Apart from the macroeconomic agenda, the following factors may be considered essential for the Republic of the Congo in developmental terms:

• An anti-corruption and transparency campaign: Since rampant corruption is one of the main impediments to rehabilitation and development, the fight against it should be intensified. Measures should go beyond economic incentives, specific legislation and administrative measures; the culture of corruption and impunity at the highest levels of government must be targeted. For instance, the education system should combat this culture of corruption.

• Empowerment of women: Women have a major role to play in the country. Thus, empowerment measures – including improvements in education, qualification and literacy – are crucial to the development of the Republic of the Congo.

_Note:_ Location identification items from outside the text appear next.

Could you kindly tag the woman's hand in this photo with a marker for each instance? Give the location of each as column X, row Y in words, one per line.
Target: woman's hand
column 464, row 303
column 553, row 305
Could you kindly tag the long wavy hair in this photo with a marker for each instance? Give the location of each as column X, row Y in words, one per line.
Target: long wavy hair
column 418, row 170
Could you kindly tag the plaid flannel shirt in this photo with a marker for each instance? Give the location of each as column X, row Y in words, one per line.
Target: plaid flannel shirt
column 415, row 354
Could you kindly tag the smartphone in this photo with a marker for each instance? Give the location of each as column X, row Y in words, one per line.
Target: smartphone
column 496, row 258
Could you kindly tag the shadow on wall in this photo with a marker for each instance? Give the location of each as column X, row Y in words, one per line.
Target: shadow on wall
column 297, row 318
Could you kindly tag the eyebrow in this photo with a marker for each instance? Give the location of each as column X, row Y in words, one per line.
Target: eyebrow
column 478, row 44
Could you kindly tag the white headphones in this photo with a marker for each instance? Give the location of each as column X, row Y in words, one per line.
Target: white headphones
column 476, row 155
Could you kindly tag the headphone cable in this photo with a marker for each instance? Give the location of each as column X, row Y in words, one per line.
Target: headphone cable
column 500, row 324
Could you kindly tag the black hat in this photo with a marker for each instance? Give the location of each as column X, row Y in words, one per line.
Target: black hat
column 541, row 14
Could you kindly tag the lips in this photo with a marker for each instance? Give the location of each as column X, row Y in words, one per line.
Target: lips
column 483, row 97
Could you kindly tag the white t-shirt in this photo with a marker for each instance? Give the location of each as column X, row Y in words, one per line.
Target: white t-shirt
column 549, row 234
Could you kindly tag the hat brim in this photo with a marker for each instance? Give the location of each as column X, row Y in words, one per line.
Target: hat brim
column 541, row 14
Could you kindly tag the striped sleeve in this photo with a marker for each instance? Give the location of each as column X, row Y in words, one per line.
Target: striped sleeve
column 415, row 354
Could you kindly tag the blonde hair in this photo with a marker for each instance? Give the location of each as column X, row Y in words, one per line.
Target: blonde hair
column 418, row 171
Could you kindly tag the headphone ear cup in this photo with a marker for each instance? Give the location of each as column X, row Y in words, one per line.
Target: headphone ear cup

Discrimination against women is a serious impediment to development that can be prevented through increased educational opportunities for girls and women at all levels of the educational system.

• Social service provision to children and youth: Since impoverishment and disillusionment among Congolese youth heavily contributed to the violence of the civil war, the empowerment of children and youth is a vitally important factor for the future development of the country. Empowerment could assume the form of education, vocational training and job creation, as well as the provision of opportunities for leisure-time activities. Peace education, including instruction on nonviolent solutions to conflict situations, would also help greatly in preventing violent conflict.

• Education and training: Given the importance of education and training in the areas stressed above, improvement in education is highly crucial to the future development of the country. Although the importance of education has been identified in various reports, as well as in political action, this issue should receive greater attention.